Following the submission of applications in Japan (June 2017), the United States and Europe (July 2017), Eisai also plans to submit an application for lenvatinib for the treatment of HCC in China within the latter half of fiscal 2017.
The REFLECT study (A Multicenter, Randomized, Open-Label, Phase 3 Trial to Compare the Efficacy and Safety of Lenvatinib (E7080) Versus Sorafenib in First-Line Treatment of Subjects With Unresectable Hepatocellular Carcinoma) is a multicenter, open-label, randomized, global Phase III study comparing the efficacy and safety of lenvatinib versus sorafenib. In the study, 954 patients were randomized in a 1:1 ratio to receive lenvatinib 12 mg (=60 kg) or 8 mg (<60 kg) once a day, depending on baseline body weight (n= 478) or sorafenib 400 mg twice a day (n= 476). Treatment was continued until disease progression or unacceptable toxicity.

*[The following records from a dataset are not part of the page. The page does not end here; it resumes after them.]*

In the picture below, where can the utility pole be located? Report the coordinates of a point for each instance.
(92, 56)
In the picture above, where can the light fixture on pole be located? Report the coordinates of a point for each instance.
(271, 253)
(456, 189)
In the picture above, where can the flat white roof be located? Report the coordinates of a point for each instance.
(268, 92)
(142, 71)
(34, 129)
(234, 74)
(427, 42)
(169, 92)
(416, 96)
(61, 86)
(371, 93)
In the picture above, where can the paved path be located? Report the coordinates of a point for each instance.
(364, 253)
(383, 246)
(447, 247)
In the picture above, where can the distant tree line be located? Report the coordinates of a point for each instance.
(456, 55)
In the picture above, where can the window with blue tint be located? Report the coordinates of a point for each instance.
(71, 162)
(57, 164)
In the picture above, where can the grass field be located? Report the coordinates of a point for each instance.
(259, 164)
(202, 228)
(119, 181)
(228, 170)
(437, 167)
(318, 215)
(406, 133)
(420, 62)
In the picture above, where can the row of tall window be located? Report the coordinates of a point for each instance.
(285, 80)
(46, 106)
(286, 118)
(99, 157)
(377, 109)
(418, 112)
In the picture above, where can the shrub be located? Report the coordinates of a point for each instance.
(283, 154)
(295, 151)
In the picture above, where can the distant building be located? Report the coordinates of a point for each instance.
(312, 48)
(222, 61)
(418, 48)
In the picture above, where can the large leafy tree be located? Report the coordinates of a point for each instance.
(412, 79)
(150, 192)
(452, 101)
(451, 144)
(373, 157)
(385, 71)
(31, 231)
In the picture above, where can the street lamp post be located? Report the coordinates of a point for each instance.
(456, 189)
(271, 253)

The primary endpoint of the study was Overall Survival (OS), with the goal of demonstrating non-inferiority. Other factors including Progression Free Survival (PFS), Time To Progression (TTP), Objective Response Rate (ORR) and Quality of Life (QOL) were assessed as secondary endpoints. According to the results of the study, lenvatinib (13.6 months) met the statistical criteria for non-inferiority in the primary endpoint of median OS compared to sorafenib (12.3 months). (Hazard Ratio [HR] 0.92, 95% Confidence Interval [CI] = 0.79-1.06)

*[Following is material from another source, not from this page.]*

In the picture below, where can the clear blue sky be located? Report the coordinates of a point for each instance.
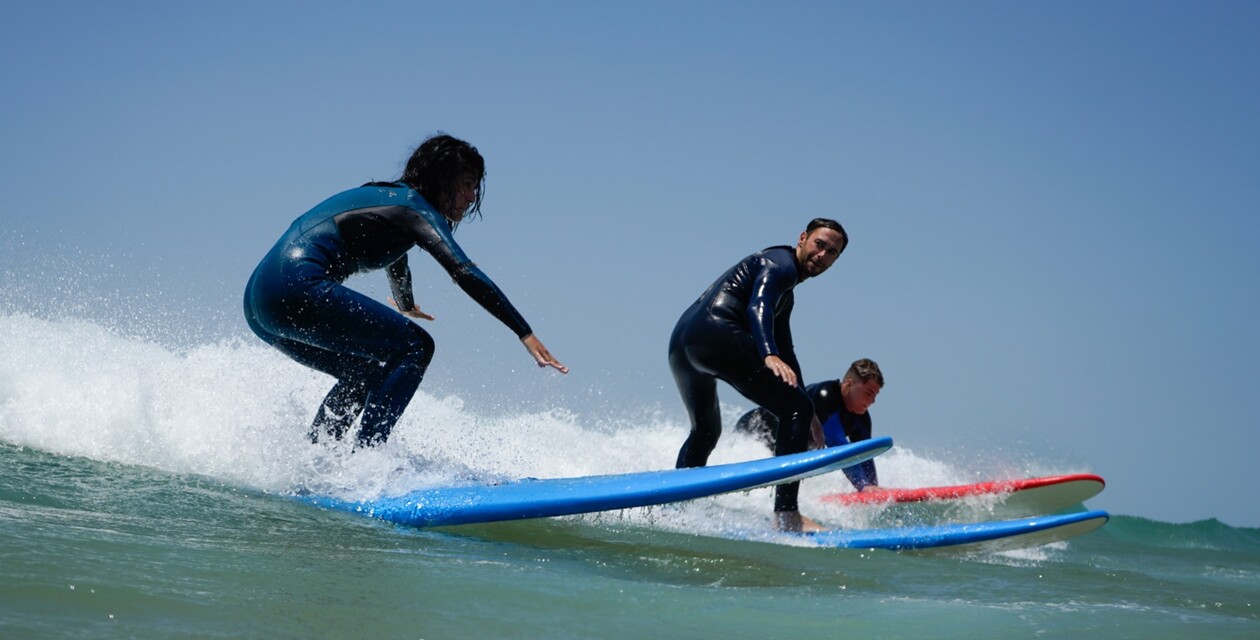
(1052, 205)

Additionally, lenvatinib showed statistically significant improvements in the three secondary efficacy endpoints, doubling sorafenib's median values and ratios: median PFS (lenvatinib 7.4 months versus sorafenib 3.7 months, HR 0.66, 95% CI = 0.57-0.77, P<0.00001), median TTP (lenvatinib 8.9 months versus sorafenib 3.7 months, HR 0.63, 95% CI = 0.53-0.73, P<0.00001) and ORR (lenvatinib 24% versus sorafenib 9%, P<0.00001).

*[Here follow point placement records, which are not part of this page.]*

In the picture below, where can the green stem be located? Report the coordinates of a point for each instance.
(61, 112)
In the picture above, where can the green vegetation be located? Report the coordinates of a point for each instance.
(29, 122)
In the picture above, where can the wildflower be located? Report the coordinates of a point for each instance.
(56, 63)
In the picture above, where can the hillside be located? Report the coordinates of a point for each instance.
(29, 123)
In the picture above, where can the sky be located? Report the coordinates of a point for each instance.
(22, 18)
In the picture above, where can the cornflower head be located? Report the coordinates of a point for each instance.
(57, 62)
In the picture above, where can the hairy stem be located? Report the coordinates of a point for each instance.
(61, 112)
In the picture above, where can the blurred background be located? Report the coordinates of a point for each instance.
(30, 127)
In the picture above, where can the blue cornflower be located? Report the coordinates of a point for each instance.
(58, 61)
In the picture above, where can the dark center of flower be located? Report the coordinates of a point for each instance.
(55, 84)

Furthermore, EORTC QLQ-C30 and QLQ-HCC18 questionnaires were used to evaluate overall QOL. In both groups, scores decreased after the administration of the agents. However, within 3 categories in EORTC QLQ-C30 (role functioning, pain, diarrhea) and two categories in QLQ-HCC18 (nutrition, body image), it was found that Lenvatinib helped to delay deterioration of QOL compared to sorafenib (nominal P-value < 0.05)
In this study, the five most common adverse events observed in the lenvatinib arm were hypertension, diarrhea, decreased appetite, weight loss and fatigue, which is consistent with the known side-effect profile of lenvatinib.